Native Batch Index Parallel

I am starting a thread here to see if anyone have any experience in reading data from s3 bucket and batch ingesting into druid.

Within the bucket, there are directories, the batch automatically will traverse the whole bucket by default. Inside the bottom of all directory structures there will be list of files, There will be numerous json data objects which can be ingested into the druid.

Here are some problem I am seeing:

  • The data don’t rollup. i.e. The count is always 1, even there could be multiple entry of same time chunk, dimensions. I tried the forceGuranteeRollup but did not help.
  • The job only read 1 entry per file in s3. Given there could be multiple json in the file, it tends to only count one.
    Is it something wrong with my ingestion spec? Or there are some other settings I need to configured outside of the spec in order to fix the 1 and 2 above.

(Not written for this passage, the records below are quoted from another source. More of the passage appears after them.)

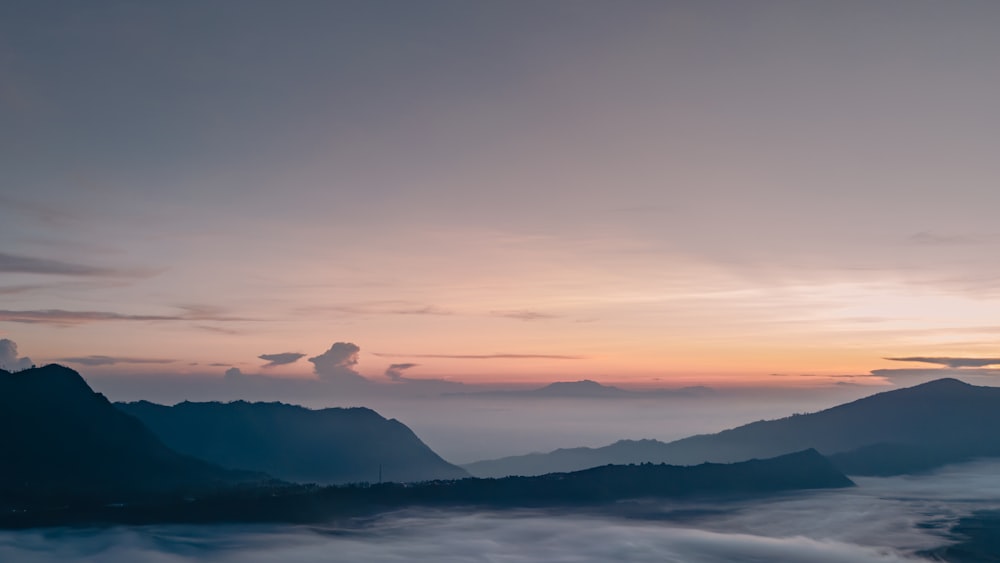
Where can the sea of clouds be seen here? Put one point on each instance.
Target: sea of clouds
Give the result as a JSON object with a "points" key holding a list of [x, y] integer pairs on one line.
{"points": [[881, 520]]}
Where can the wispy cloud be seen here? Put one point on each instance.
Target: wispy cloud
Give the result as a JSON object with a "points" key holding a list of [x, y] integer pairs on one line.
{"points": [[98, 360], [385, 308], [281, 359], [62, 317], [16, 264], [523, 315], [16, 289], [950, 361], [484, 356]]}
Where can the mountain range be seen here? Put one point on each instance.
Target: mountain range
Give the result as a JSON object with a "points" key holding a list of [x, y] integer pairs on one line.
{"points": [[61, 441], [328, 446], [893, 432]]}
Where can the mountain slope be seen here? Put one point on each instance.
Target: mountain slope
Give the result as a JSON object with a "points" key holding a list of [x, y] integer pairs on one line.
{"points": [[937, 422], [325, 446], [63, 441]]}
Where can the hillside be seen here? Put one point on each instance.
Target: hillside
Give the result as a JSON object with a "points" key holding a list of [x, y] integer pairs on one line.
{"points": [[64, 442], [592, 487], [294, 443]]}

Here is how the job being called:

curl -X ‘POST’ -H ‘Content-Type:application/json’ -d @firehose.json http://{druid}:8090/druid/indexer/v1/task

The ingestion spec (firehose.json) looks like this:


  "type": "index_parallel",
  "spec": {
    "dataSchema": {

      "dataSource": "batch_event_stats",
      "metricsSpec": [
        {
          "type": "count",
              "name": "count"
            }
        ],
        "granularitySpec": {
          "segmentGranularity": "hour",
          "queryGranularity": "hour",

          "rollup": true
        },
        "parser": {
          "parseSpec": {
            "format" : "json",
            "flattenSpec": {
            "useFieldDiscovery": true,
            "fields": [
              {
                "type": "jq",
                "name": "eventName",
                "expr": ".payload.events[0].eventName"
              },
              {
                "type": "jq",
                "name": "eventTime",
                "expr": ".payload.events[0].eventTime"
              }
            ]
          },
            "timestampSpec": {
              "column": "eventTime",
              "format": "posix"
            },
            "dimensionsSpec": {

              "dimensions": ["carrier", "eventName", "scope", "source"]

            }
          }
        }
    },
    "ioConfig": {
        "type": "index_parallel",
        "firehose": {
          "type": "static-s3",

          "prefixes": ["s3://ccapp-druid-raw-qa"]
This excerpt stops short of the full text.